Google’s AI translation tool seems to have invented its own secret language
techcrunch.comOn the downside, it's just a loop of Bender saying, "Kill all humans." Kidding aside though, the last bits of the article seem to spell out a future in which, for better or worse, we don't really understand what's under the hood, completely. What exactly is the implication, crazy extremes aside, of systems which essentially build their own black boxes?
A few days ago I found an Asimov story, The Last Question[1] on the comments on some other HN post. The story talks about computers which are far more advanced than today's and no human can completely understand their inner workings.
I think, even today, a modern microprocessor is out of the reach of any single human to fully comprehend. This is definitely the case for the extremely vast field of computer science.

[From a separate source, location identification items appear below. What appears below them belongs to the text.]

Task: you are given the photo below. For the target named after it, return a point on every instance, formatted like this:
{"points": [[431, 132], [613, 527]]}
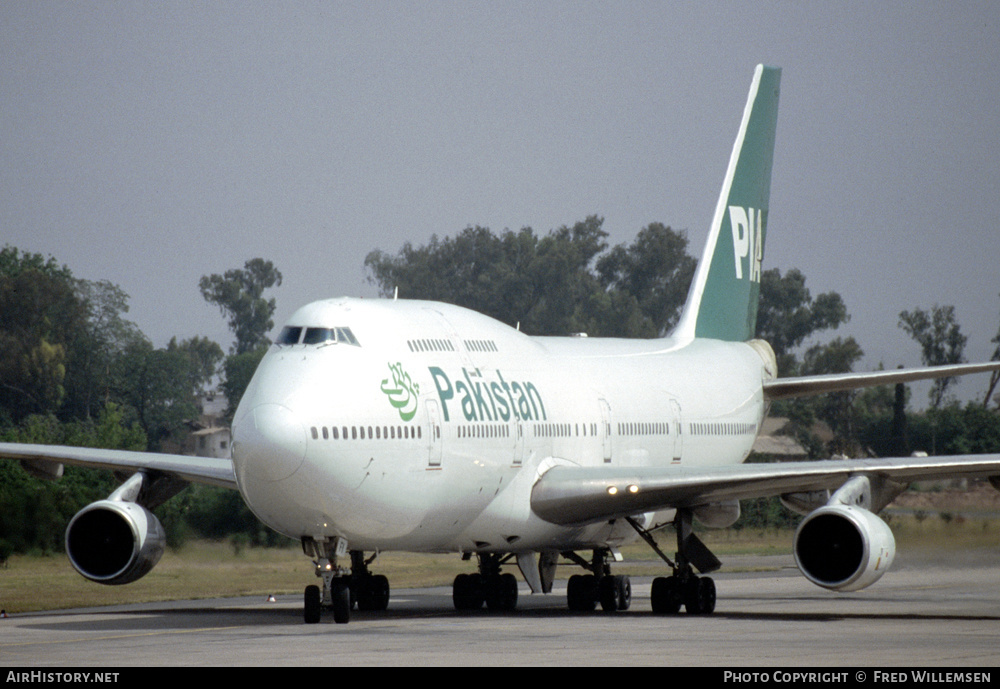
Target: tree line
{"points": [[74, 370], [570, 280]]}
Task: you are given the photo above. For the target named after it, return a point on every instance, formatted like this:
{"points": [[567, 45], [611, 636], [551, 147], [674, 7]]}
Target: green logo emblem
{"points": [[401, 391]]}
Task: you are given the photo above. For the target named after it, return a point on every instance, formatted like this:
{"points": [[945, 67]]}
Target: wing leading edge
{"points": [[47, 458], [577, 495], [801, 386]]}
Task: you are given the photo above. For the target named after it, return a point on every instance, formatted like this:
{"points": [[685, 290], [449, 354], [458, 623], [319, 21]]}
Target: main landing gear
{"points": [[683, 587], [497, 590], [585, 591], [343, 587]]}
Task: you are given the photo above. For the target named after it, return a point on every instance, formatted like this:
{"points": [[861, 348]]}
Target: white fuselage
{"points": [[423, 426]]}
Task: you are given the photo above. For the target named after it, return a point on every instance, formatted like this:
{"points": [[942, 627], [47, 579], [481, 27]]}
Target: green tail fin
{"points": [[722, 302]]}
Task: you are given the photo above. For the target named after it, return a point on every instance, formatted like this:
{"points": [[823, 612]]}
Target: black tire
{"points": [[581, 592], [467, 592], [340, 592], [607, 593], [665, 596], [312, 609], [623, 588], [699, 598]]}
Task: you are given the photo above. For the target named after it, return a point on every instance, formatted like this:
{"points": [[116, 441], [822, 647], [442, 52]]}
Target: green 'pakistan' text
{"points": [[489, 400]]}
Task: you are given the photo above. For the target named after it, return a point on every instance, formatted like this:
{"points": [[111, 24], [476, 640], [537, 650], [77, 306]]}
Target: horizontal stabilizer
{"points": [[802, 386]]}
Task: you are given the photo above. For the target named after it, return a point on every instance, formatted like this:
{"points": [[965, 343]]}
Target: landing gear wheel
{"points": [[699, 598], [372, 593], [467, 592], [665, 596], [340, 593], [581, 592], [501, 593], [615, 593], [623, 586], [312, 606]]}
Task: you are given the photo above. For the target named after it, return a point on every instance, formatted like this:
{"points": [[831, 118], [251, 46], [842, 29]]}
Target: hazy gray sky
{"points": [[152, 143]]}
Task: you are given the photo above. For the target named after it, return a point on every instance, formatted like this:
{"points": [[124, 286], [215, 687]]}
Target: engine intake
{"points": [[114, 542], [843, 547]]}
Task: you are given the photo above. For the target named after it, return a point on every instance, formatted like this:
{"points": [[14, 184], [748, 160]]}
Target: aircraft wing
{"points": [[784, 388], [578, 495], [46, 459]]}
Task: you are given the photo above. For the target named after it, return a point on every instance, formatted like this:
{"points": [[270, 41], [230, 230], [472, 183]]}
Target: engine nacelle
{"points": [[843, 547], [114, 542]]}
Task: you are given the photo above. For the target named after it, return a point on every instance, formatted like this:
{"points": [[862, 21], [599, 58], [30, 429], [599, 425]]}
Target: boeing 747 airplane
{"points": [[379, 425]]}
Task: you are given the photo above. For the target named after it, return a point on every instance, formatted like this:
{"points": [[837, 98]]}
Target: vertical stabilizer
{"points": [[722, 302]]}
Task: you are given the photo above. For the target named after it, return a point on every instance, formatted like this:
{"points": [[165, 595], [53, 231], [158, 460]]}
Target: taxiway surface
{"points": [[922, 613]]}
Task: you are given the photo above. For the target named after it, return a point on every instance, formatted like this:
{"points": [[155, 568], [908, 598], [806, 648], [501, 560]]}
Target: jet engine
{"points": [[843, 547], [114, 542]]}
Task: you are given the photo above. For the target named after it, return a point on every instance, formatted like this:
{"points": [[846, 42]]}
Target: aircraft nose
{"points": [[269, 444]]}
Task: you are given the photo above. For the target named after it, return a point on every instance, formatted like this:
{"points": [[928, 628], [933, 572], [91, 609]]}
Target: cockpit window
{"points": [[289, 335], [345, 335], [319, 336], [294, 334]]}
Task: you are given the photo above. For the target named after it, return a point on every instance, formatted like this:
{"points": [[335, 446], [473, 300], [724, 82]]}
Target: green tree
{"points": [[941, 342], [104, 337], [239, 294], [40, 315], [655, 269], [204, 361], [156, 385], [238, 370], [788, 315], [556, 284]]}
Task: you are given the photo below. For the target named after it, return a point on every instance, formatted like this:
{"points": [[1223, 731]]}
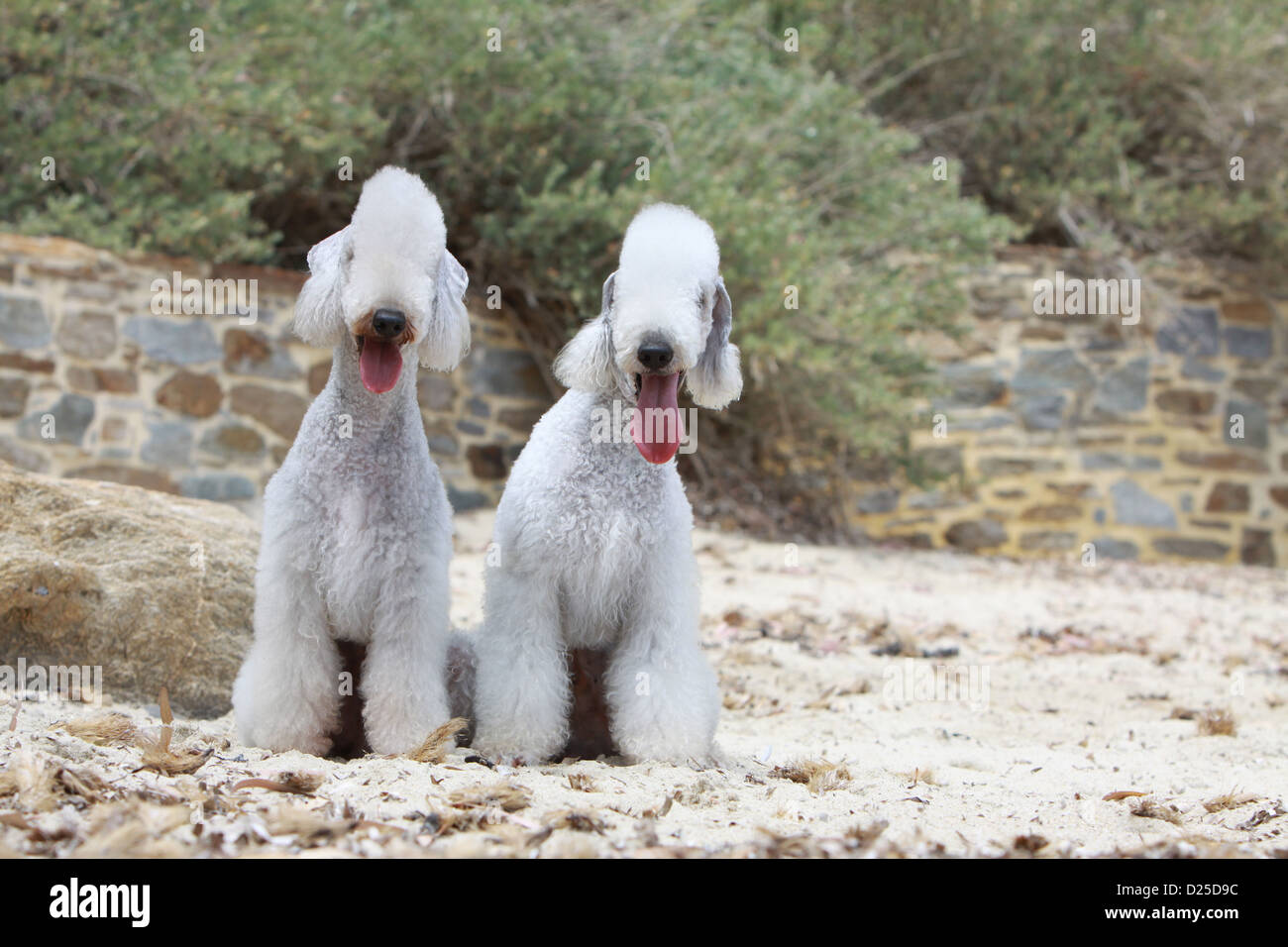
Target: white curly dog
{"points": [[357, 526], [591, 605]]}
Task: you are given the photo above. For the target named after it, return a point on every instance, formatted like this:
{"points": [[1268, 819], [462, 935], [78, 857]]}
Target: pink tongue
{"points": [[656, 424], [380, 364]]}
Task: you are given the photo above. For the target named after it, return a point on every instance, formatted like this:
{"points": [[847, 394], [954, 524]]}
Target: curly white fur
{"points": [[357, 525], [593, 541]]}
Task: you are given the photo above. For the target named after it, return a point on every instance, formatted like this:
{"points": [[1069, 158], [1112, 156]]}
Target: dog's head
{"points": [[386, 283], [665, 320]]}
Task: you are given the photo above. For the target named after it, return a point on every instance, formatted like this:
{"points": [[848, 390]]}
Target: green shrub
{"points": [[1125, 147], [232, 154]]}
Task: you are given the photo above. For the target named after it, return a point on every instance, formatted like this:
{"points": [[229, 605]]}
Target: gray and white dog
{"points": [[591, 611], [357, 526]]}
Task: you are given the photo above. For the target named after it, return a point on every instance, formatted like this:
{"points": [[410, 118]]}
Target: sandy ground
{"points": [[877, 702]]}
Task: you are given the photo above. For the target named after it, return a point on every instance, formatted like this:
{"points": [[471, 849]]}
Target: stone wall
{"points": [[1054, 432], [207, 405], [1057, 432]]}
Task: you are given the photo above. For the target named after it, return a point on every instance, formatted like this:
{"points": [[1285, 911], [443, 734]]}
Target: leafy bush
{"points": [[232, 154], [1127, 146]]}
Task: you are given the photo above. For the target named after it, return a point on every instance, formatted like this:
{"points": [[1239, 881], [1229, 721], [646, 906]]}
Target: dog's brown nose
{"points": [[387, 322]]}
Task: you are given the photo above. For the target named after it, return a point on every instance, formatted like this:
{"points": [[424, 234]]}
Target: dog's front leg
{"points": [[662, 696], [287, 692], [522, 692], [404, 676]]}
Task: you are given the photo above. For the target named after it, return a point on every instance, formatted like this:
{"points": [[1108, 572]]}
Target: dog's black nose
{"points": [[387, 322], [655, 356]]}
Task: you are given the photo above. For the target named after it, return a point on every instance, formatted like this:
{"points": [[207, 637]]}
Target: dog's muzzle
{"points": [[387, 324]]}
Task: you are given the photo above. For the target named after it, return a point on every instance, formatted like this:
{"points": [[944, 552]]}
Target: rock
{"points": [[128, 475], [884, 500], [168, 445], [71, 416], [1115, 460], [117, 380], [977, 534], [277, 410], [155, 589], [1256, 433], [519, 419], [1116, 549], [511, 372], [465, 500], [233, 442], [187, 342], [188, 393], [441, 440], [434, 392], [1257, 389], [1016, 467], [13, 395], [22, 322], [1124, 389], [1192, 549], [1193, 331], [939, 462], [1039, 411], [16, 360], [218, 487], [1256, 548], [1052, 512], [1046, 369], [987, 421], [1247, 311], [1248, 343], [1185, 401], [22, 457], [1224, 462], [1228, 497], [249, 352], [930, 500], [970, 385], [88, 334], [1201, 371], [1134, 506], [485, 462], [1047, 540]]}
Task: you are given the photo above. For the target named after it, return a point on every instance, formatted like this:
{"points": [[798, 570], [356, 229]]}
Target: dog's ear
{"points": [[318, 318], [716, 379], [447, 338], [587, 363]]}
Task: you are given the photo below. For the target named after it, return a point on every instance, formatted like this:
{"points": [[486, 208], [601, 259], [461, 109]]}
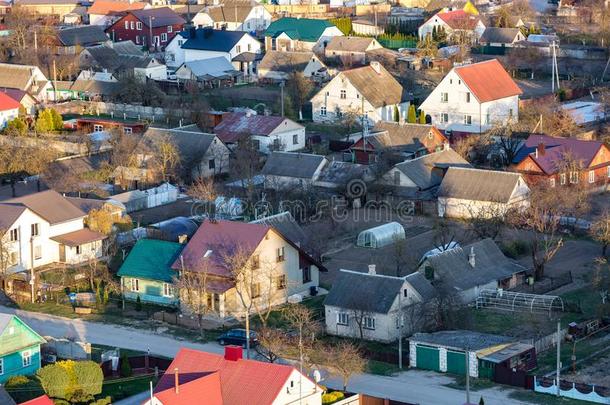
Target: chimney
{"points": [[176, 380], [376, 67], [540, 149], [233, 353]]}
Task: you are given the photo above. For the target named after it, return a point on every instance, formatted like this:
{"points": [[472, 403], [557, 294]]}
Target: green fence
{"points": [[397, 43]]}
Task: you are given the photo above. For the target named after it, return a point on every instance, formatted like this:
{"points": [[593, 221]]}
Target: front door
{"points": [[62, 253]]}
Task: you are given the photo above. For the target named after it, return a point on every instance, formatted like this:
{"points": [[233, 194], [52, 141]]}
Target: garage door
{"points": [[456, 362], [427, 358]]}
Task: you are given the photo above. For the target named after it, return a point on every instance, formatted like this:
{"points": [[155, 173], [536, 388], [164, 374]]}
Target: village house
{"points": [[234, 15], [267, 132], [464, 271], [397, 142], [147, 272], [276, 267], [28, 104], [465, 102], [373, 306], [501, 37], [280, 66], [19, 348], [476, 193], [152, 28], [71, 40], [299, 34], [106, 12], [420, 177], [25, 78], [369, 91], [285, 170], [9, 109], [563, 161], [453, 23], [488, 355], [350, 50], [239, 48], [43, 228], [231, 379]]}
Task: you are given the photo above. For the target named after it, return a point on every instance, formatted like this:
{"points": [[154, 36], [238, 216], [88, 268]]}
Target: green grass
{"points": [[381, 368], [126, 387], [543, 399]]}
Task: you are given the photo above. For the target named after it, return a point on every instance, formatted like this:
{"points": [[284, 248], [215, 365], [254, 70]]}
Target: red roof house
{"points": [[230, 379], [563, 161]]}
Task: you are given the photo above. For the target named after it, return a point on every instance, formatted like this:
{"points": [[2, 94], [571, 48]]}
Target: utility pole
{"points": [[558, 357]]}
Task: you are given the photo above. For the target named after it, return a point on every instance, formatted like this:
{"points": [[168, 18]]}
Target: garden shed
{"points": [[381, 236]]}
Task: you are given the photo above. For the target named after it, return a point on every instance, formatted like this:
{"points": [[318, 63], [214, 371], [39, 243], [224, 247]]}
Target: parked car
{"points": [[237, 337]]}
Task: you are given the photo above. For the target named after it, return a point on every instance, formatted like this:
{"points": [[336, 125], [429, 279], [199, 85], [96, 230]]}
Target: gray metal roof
{"points": [[453, 272], [292, 164], [478, 185], [420, 170], [83, 36], [461, 339], [364, 292]]}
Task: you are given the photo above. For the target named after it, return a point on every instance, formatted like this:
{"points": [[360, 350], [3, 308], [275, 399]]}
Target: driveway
{"points": [[414, 386]]}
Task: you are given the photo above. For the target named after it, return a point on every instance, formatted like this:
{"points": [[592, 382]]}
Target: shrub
{"points": [[126, 370]]}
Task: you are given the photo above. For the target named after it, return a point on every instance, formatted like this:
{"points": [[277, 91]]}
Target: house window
{"points": [[255, 290], [168, 290], [306, 274], [26, 358], [280, 254], [368, 322]]}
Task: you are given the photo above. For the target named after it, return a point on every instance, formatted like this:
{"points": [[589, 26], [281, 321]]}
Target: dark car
{"points": [[237, 337]]}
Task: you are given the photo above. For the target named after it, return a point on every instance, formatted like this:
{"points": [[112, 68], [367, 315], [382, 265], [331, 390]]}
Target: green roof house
{"points": [[19, 348], [299, 34], [147, 272]]}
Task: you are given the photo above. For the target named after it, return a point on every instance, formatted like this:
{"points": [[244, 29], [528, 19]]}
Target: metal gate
{"points": [[428, 358], [456, 362]]}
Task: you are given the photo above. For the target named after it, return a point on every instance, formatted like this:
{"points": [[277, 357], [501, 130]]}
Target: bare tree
{"points": [[345, 359], [600, 231]]}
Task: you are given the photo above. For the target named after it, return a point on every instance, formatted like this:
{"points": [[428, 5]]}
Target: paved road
{"points": [[414, 386]]}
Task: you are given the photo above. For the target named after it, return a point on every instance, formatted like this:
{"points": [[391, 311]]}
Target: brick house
{"points": [[563, 161], [162, 24]]}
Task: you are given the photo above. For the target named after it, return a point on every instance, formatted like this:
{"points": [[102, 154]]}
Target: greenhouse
{"points": [[381, 236]]}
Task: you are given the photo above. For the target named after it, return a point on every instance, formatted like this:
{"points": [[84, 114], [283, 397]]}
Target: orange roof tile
{"points": [[488, 80]]}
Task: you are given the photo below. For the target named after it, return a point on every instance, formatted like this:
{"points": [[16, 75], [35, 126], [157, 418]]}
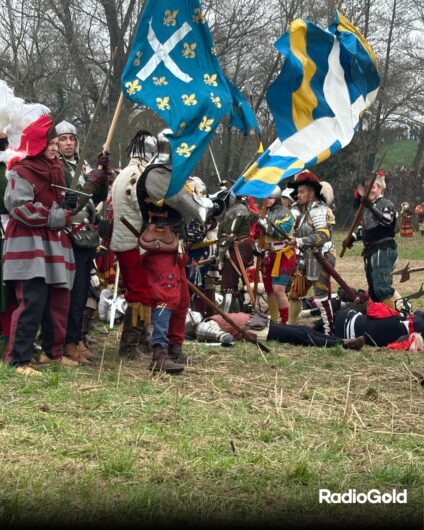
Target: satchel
{"points": [[299, 286], [84, 236], [159, 238]]}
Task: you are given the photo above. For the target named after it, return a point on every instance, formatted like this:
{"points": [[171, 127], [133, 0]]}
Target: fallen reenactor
{"points": [[260, 327], [381, 325]]}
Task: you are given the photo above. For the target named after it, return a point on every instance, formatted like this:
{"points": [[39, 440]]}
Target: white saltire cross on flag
{"points": [[162, 54]]}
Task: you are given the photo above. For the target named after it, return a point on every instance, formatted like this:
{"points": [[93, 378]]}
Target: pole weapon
{"points": [[83, 153], [207, 301]]}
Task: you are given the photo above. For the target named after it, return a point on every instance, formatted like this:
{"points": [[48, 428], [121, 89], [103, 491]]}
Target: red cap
{"points": [[35, 137]]}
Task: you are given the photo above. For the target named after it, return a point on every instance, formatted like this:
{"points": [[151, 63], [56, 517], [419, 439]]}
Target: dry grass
{"points": [[237, 438]]}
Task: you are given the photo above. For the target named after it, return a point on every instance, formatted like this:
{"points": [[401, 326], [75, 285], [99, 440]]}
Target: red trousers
{"points": [[133, 275]]}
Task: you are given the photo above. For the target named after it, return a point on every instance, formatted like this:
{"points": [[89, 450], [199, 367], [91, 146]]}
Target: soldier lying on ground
{"points": [[259, 327]]}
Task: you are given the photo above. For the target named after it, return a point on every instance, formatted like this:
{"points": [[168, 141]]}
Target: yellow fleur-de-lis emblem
{"points": [[205, 124], [210, 79], [137, 60], [188, 51], [170, 18], [199, 16], [133, 87], [185, 150], [189, 99], [158, 81], [163, 103], [216, 100]]}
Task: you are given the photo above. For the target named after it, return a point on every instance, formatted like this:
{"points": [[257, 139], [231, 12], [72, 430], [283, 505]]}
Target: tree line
{"points": [[57, 52]]}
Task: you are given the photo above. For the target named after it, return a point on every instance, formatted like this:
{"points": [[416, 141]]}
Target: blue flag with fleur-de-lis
{"points": [[173, 69]]}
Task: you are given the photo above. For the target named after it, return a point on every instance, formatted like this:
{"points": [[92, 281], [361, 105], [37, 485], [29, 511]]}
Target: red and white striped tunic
{"points": [[35, 245]]}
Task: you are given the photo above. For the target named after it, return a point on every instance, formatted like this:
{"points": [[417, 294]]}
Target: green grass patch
{"points": [[239, 438]]}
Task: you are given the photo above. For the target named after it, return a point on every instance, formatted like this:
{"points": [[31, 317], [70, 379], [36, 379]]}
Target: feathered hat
{"points": [[380, 179], [18, 118], [327, 193]]}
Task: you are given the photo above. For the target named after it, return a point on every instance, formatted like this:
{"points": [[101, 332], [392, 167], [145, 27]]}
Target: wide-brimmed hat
{"points": [[36, 136]]}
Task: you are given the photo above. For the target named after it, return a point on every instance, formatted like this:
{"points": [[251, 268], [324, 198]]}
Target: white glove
{"points": [[263, 223]]}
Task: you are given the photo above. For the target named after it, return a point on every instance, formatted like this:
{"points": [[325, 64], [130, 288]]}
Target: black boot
{"points": [[161, 362], [354, 344], [87, 319]]}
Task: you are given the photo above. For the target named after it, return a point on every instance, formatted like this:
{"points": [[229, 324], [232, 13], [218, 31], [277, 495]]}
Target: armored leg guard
{"points": [[326, 313]]}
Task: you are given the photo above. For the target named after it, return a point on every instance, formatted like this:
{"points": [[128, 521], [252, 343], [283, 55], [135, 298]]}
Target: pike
{"points": [[358, 215], [259, 259], [244, 273], [207, 301], [326, 264], [334, 274], [90, 131], [115, 296], [361, 208], [405, 273]]}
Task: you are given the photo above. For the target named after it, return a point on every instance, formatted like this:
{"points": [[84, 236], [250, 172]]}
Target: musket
{"points": [[405, 273], [358, 214], [225, 316], [334, 274]]}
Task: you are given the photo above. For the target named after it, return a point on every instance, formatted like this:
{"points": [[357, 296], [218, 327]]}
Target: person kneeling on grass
{"points": [[259, 327]]}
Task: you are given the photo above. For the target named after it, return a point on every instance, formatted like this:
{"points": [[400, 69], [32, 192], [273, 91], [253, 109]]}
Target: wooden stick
{"points": [[78, 169], [259, 259], [244, 273]]}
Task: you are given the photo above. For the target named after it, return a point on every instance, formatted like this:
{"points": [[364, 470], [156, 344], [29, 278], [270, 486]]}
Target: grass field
{"points": [[239, 438]]}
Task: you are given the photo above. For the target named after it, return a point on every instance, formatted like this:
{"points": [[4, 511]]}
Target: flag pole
{"points": [[214, 163], [83, 153]]}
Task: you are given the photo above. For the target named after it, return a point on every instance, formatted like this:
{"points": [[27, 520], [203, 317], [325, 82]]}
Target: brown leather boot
{"points": [[177, 355], [63, 361], [161, 362], [354, 344], [82, 348], [71, 352]]}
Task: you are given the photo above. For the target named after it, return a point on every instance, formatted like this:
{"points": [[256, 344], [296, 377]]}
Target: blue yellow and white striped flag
{"points": [[173, 68], [329, 78]]}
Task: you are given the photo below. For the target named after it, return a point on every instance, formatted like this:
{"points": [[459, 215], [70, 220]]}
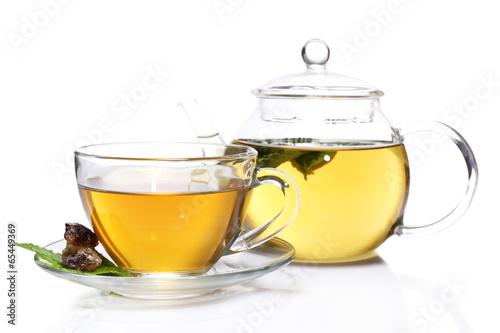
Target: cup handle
{"points": [[252, 238], [470, 161]]}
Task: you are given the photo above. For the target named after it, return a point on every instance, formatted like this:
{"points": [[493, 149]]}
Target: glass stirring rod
{"points": [[202, 126]]}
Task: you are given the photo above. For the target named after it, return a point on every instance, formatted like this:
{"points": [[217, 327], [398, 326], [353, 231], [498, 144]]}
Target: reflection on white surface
{"points": [[363, 297]]}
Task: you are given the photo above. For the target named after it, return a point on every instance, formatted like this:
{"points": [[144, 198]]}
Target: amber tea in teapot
{"points": [[327, 131], [351, 196]]}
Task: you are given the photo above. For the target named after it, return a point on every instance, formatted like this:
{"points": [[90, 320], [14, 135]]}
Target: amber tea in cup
{"points": [[175, 208]]}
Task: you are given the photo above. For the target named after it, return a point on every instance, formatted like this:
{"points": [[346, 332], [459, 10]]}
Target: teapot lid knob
{"points": [[315, 53]]}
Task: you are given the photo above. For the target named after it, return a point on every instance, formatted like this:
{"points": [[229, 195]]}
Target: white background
{"points": [[63, 78]]}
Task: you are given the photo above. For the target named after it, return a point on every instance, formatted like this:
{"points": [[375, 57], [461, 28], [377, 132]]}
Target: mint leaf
{"points": [[54, 260], [308, 162]]}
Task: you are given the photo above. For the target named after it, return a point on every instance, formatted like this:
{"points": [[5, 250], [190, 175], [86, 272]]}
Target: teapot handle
{"points": [[470, 161]]}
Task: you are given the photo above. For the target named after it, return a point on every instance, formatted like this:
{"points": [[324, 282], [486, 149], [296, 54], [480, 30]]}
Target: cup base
{"points": [[168, 275]]}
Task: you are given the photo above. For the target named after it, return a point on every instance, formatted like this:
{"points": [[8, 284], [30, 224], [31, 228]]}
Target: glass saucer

Maybe the future of computing and artificial intelligence are systems that are in our capability to build but beyond our understanding of why they do what they do!
Is it a matter of the interplay between algorithm and mix of data being too complex for a human to know and predict the state? All outputs of the system are still theoretically predictable and reproducible (given the time/resources to reproduce the inputs), right?
This is flagged as a [dupe]; it would be useful to have automated links to the previous discussion in HN, maybe in the [dupe] tag.
I'll now go search for the previous discussion. The "past" link does not yield any results, and even searching for the TC URL does not find it.
It's a discussion of the google blog post linked in the techcrunch article (which arguably just reports on that article, and thus maybe shouldn't have been submitted): https://news.ycombinator.com/item?id=13018201
Yes, exactly! Thanks!
But is it coördinate or compound multilingualism?